Last month, Maryland-born/Florida-bred artist Alex Burnett released a 13-track project titled Interpratate, an album that’s so dense that it requires several listens to truly understand the layers within it. The project sees Alex center-stage with minimal features and a variety of sounds that allow him to give the listeners as many different versions of his artistry as possible.
Upon our initial listen, the first thing made clear is that Alex is an absolute lyrical technician — the way he formulates strings of words is almost like Einstein’s theory of relativity (dead serious). There are several moments on this project where he somehow maintains a dizzying rhyme structure for entire verses and (virtually) complete songs. We’re not completely sure who his influences are, but the bars we hear seem to call upon the likes of Tech N9ne (particularly his early years), Cory Gunz (before he stagnated) and even Kendrick Lamar…trying to decipher line after line is like a game of chess for your ears (if that makes any sense).
Alex’s subject matter on Interpretate seems to be for the most part a reflection of within over what’s around him; we hear songs about the battles occurring with his soul (‘Deterrence’) and wishes for Christ consciousness (‘Healing’). On other tracks, he also lets it be known that he’s a fierce competitor when it comes to the microphone (‘These Emcees’).
The production on Interpretate is, to us, at its best when it dwells in nostalgia and pulls in hints of Jazz-Soul (‘Aspiration’, ‘Budding Flower’) — it’s in this realm where Alex sounds the most comfortable.

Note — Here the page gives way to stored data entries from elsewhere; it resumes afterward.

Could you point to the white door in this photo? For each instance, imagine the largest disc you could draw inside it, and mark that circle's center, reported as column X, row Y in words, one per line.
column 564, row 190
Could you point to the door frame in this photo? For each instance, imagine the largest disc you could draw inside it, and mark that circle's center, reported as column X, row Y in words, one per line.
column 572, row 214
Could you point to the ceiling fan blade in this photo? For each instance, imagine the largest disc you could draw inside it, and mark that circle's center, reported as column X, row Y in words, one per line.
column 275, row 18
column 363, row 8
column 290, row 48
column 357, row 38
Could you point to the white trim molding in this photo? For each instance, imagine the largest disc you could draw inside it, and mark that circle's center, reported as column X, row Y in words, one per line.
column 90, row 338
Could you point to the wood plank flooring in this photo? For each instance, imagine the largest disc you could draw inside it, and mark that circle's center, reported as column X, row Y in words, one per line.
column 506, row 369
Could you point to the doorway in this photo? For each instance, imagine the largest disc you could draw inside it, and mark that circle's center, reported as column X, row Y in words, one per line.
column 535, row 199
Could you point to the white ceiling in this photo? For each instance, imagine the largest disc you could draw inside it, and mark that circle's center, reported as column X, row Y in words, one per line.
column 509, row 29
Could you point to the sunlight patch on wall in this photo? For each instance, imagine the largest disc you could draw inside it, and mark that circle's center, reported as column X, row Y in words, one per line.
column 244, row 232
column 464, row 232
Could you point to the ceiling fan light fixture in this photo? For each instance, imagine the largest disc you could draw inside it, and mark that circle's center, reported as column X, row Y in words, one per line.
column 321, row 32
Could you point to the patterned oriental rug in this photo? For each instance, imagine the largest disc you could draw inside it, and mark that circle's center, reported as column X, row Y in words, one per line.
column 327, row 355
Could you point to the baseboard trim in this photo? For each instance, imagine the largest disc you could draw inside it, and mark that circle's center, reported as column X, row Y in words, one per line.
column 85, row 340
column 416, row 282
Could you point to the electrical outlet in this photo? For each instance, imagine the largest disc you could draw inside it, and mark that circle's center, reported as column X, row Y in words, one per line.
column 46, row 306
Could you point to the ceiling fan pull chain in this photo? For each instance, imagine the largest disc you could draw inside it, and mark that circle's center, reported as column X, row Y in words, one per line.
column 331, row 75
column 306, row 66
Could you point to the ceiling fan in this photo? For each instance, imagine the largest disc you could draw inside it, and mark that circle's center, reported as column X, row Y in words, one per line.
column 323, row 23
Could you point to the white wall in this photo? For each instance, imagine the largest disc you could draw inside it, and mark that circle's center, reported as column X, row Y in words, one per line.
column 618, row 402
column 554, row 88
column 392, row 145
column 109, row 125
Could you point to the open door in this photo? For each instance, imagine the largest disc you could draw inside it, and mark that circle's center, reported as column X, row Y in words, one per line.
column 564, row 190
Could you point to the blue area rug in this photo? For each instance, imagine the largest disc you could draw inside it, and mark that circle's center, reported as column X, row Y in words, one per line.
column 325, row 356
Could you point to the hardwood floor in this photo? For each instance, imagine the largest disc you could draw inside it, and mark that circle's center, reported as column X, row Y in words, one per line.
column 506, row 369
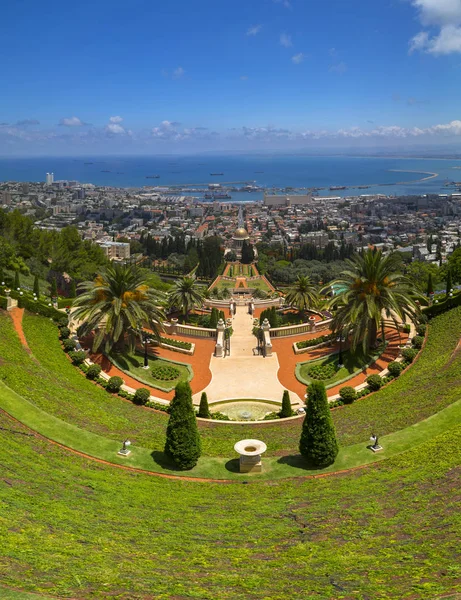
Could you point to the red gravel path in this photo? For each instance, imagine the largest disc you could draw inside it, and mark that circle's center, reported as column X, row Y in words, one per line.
column 288, row 361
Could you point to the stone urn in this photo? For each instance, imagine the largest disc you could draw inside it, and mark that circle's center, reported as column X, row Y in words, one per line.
column 250, row 455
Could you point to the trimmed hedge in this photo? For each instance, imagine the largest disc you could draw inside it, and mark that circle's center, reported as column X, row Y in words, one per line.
column 141, row 396
column 347, row 394
column 165, row 373
column 68, row 345
column 395, row 368
column 315, row 341
column 93, row 371
column 176, row 343
column 114, row 384
column 374, row 382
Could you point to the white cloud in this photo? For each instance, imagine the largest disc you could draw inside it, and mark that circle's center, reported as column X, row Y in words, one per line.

While songs like ‘Contamination’, ‘Lies’ and ‘Influence’ show that he’s able to hold is own over more Trap-influenced/Synth-heavy production, it occasionally sounds a bit shaky — as if he’s overworking on said tracks to keep his flow methodical. Approaching the end of Interpratate sees the two “sounds” merge successfully, which is where we also hear Alex experimenting more with melody and speaking on love and women (or one specific woman?) — an effective continuation of his versatility.
Overall, Interpretate functions as a strong offering from what is certain to be Alex Burnett’s impressive (and progressive) catalog of music. This impressive body of work is (probably) most attractive to the proverbial backpacker (read: fans who prefer dope and conscious lyrics over anything else), but also shows sparks of genre-bending creativity that could continue to broaden his horizons as an artist.